Not in my experience. They just regurgitate code, and juniors don’t know if/why it’s good or bad and consequently can’t field questions on their PR.
“It’s what the LLM said.” - Great. Now go learn it and do it again yourself.
I always say "own the output". No need to do it by hand but you better damn well research _why_ the AI chose a solution, and what alternatives there are and why not something else, how it works and so on. Ask the AI, ask a seperate agent/model, Google for it, I don't care, but "I don't know the LLM told me" is not acceptable.
For me, the hardest part of software development was learning incantations. These are not interesting, they're conventions that you have to learn to get stuff to work. AI makes this process easier.
If people use AI to generate code they don't understand, that will bite them. But it's an incredibly tool for explaining code and teaching you boring, rote incantations.

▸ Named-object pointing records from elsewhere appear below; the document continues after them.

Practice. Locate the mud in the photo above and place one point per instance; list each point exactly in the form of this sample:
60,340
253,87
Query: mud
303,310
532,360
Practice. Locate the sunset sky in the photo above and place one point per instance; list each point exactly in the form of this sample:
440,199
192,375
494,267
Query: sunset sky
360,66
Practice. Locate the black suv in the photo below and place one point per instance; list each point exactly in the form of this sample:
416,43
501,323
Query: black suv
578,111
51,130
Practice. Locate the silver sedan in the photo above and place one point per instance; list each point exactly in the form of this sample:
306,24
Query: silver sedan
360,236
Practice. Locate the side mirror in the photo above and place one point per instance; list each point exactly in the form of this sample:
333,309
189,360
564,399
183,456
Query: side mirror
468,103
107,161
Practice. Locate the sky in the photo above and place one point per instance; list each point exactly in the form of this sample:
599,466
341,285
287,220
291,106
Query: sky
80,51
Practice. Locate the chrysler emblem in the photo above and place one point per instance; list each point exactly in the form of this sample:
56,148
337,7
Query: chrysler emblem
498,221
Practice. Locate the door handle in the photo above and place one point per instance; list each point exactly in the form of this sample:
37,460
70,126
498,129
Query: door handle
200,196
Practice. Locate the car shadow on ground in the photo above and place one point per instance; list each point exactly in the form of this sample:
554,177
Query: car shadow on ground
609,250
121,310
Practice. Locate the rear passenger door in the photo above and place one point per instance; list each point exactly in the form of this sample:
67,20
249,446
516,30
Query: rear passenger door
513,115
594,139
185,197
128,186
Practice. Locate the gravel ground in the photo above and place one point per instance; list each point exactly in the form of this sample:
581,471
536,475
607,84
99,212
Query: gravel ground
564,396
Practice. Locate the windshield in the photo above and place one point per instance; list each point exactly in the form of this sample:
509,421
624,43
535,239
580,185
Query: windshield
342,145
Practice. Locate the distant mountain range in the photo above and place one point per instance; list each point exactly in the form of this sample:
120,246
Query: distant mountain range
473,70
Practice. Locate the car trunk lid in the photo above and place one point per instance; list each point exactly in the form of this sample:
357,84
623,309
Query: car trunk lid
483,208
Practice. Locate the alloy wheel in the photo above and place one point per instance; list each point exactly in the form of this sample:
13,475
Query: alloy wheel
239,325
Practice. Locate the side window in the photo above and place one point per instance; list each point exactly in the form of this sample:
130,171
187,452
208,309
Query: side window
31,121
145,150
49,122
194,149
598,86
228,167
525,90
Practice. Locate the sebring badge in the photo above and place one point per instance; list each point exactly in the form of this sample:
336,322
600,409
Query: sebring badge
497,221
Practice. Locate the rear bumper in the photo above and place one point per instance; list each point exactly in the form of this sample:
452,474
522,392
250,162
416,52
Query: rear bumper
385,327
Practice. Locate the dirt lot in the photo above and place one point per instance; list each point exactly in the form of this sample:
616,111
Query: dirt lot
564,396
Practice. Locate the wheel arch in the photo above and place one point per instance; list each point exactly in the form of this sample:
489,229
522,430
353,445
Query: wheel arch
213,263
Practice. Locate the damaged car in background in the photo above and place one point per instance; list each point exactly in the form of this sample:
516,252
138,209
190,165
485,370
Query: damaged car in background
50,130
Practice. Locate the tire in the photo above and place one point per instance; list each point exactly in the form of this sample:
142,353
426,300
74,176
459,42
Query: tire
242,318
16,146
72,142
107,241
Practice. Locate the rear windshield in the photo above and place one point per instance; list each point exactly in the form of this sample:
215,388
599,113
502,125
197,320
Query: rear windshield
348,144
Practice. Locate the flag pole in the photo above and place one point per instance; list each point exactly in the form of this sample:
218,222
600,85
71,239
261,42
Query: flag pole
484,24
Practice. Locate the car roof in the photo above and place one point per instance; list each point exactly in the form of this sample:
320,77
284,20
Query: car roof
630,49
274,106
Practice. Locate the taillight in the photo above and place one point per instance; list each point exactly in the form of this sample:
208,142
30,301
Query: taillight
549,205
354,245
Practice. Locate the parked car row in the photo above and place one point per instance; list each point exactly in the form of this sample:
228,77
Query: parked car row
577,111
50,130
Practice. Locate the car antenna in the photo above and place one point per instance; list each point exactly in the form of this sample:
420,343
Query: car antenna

This just means you have bad juniors who aren’t interested in learning.
Unless your company is investing in actually teaching your junior devs, this isn't really all that different than the days when jr devs just copied and pasted something out of stack overflow, or blindly copied entire class files around just to change 1 line in what could otherwise have been a shared method. And if your company is actually investing time and resources into teaching your junior devs, then whether they're copying and pasting from stack overflow, from another file in the project or from AI doesn't really matter.
In my experience it is the very rare junior dev that can learn what's good or bad about a given design on their own. Either they needed to be paired with a sr dev to look at things and explain why they might not want to something a given way, or they needed to wind up having to fix the mess they made when their code breaks something. AI doesn't change that.